# Licking and chewing?



## Hidalgo13 (Dec 24, 2010)

So I was grooming this mare at my barn and when I finished I went over to her head and started to rub/massage it gently. She stayed still and seemed to greatly enjoy it. She then lowered her head a few inches, making it easier for me to rub her forehead, and then... s*he started to lick and chew!* 
This has happened to me before with another horse while rubbing and massaging her, but this time I was doing it on her neck and near her ears. She actually lowered her head rather low, blew out, did what sounded like a small nicker or something, and a bit later she started to lick and chew... 
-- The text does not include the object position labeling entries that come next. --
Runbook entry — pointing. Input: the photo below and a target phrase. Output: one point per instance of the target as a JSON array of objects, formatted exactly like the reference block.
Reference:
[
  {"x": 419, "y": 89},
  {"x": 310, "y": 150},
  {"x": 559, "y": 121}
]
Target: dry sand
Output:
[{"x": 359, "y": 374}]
I know this is a good sign but what does it mean? I am really curious to know! I know when you do join up it's the sign they accept you as a leader and want to come in with you, but I don't think it means quite exactly that in this circumstance.

Thanks!


----------



## mbender (Jul 22, 2009)

Let me tell you that licking and chewing is not a sign of accepting you as leader. Lowering the head is. Licking and chewing is a horses way of thinking and understanding what you want. So, I am not sure what, at that time, she was thinking of. Maybe she is beginning to relax and feel she can trust you.

Still, no matter, its a great feeling when a horse shows signs of accepting you as something she can trust in. This is just my opinion and what I've learned.
_Posted via Mobile Device_


----------



## Jessabel (Mar 19, 2009)

I've always been told that licking/lip wiggling/chewing is a sign of contentment or comfort. My mom's horse does that when I scratch his favorite spots. 
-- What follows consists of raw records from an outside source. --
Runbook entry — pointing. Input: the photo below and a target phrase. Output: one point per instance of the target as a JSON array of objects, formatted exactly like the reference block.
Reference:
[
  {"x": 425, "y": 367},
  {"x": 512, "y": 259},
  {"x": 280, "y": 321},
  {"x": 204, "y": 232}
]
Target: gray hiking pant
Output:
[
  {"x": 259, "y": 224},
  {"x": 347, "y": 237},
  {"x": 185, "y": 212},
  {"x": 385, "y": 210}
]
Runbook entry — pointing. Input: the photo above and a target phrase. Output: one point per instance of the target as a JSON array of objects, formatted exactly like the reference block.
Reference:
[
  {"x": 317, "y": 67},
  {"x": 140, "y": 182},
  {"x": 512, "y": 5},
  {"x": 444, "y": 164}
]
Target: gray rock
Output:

I'd say your horse really trusts you. :wink:


----------



## Hidalgo13 (Dec 24, 2010)

> Let me tell you that licking and chewing is not a sign of accepting you as leader. Lowering the head is. Licking and chewing is a horses way of thinking and understanding what you want.
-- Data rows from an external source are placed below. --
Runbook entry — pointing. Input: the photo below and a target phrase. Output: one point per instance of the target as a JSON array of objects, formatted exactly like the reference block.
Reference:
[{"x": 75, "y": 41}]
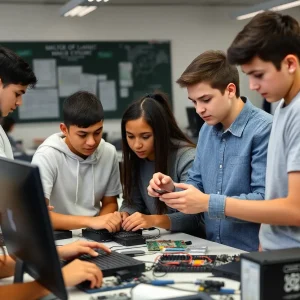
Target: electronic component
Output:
[
  {"x": 271, "y": 274},
  {"x": 101, "y": 235},
  {"x": 115, "y": 283},
  {"x": 120, "y": 296},
  {"x": 62, "y": 234},
  {"x": 129, "y": 238},
  {"x": 110, "y": 263},
  {"x": 159, "y": 245},
  {"x": 185, "y": 262}
]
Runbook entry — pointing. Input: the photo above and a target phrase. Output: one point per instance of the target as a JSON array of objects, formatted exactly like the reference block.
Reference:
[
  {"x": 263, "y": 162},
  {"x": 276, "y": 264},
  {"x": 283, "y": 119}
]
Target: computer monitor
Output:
[
  {"x": 26, "y": 226},
  {"x": 195, "y": 121}
]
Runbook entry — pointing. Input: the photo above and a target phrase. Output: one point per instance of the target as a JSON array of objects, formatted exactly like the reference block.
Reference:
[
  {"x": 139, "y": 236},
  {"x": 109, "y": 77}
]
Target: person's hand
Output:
[
  {"x": 124, "y": 215},
  {"x": 160, "y": 181},
  {"x": 189, "y": 201},
  {"x": 50, "y": 207},
  {"x": 111, "y": 222},
  {"x": 78, "y": 271},
  {"x": 137, "y": 221},
  {"x": 72, "y": 250}
]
thanks for the clarification! 



> I've always been told that licking/lip wiggling/chewing is a sign of contentment or comfort. My mom's horse does that when I scratch his favorite spots.
> 
> I'd say your horse really trusts you. :wink:


I'm happy to learn that. We also had a really good lesson that day and she listened to me much better then the previous time.  She is a very relaxed mare and trusts easily.


----------



## Poseidon (Oct 1, 2010)

Chewing, licking, and blowing out like a dragon just mean she's relaxed. If my vet comes out to do acupuncture once in a while, she does it until they start chewing and licking before she moves to the next spot.


----------



## tinyliny (Oct 31, 2009)

That mare was super relaxed, so take that as a compliment. She was licking and chewing in a mutual grooming mode. You know, in the pasture how horses will line up head to tail in a pair and groom each other.? As long as they each keep their mouth moving, it is a signal to the other that they still want to be groomed. If the don't do this mouth movement, it is as much to say, "that's enough, you can stop now."


----------



## Hidalgo13 (Dec 24, 2010)

> That mare was super relaxed, so take that as a compliment. She was licking and chewing in a mutual grooming mode. You know, in the pasture how horses will line up head to tail in a pair and groom each other.? As long as they each keep their mouth moving, it is a signal to the other that they still want to be groomed. If the don't do this mouth movement, it is as much to say, "that's enough, you can stop now."


Wow thanks for that great piece of info. That's really interesting.


----------